Histoire de tirer profit (déjà…) de cette expérience, et sur l’invitation polie de ses mentors, Guetta, devenu expert en cavalcades nocturnes, et techniquement au point, décide de prendre le pochoir à bras le corps et la rue d’assaut – comme un grand. Mais – vouloir n’étant pas pouvoir – sa démarche peine à dissimuler le fond du problème : celui d’un commerçant pataud (il possède une boutique de fringues à L.A.) et désorienté, en pleine crise de fin de trentaine, cherchant une lubie, aventureuse et glamour, à embrasser. Sous sa sensiblerie, on devine le besoin de reconnaissance à tout prix, cette volonté flippante « d’en être », et des manières de margoulin avide (celles du stagiaire qui se barre avec les brevets de la boîte au bout de ses six mois). Banksy et Fairey ne le savent pas encore, mais ils viennent de faire entrer le loup dans leur bergerie.
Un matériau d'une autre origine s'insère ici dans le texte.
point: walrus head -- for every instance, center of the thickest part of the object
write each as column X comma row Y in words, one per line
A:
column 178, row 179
On était pourtant prévenus…

Le street art est une activité a-libérale, par essence. Rien à vendre. Pas grand-chose à gagner. Tout à perdre. Pratique d’urbains inadaptés à une société toute en performance et en vitesse, le street art n’a aucune d’utilité, peu de valeur, pas de hiérarchie. Culture du do it yourself et de la récup’, c’est le bricolage de ceux qui n’ont pas d’autre choix, pour qu’un peu de sens subsiste au fond, que de faire ce qu’ils ont à faire – sans cooptation des réseaux communautaires et cadenassés.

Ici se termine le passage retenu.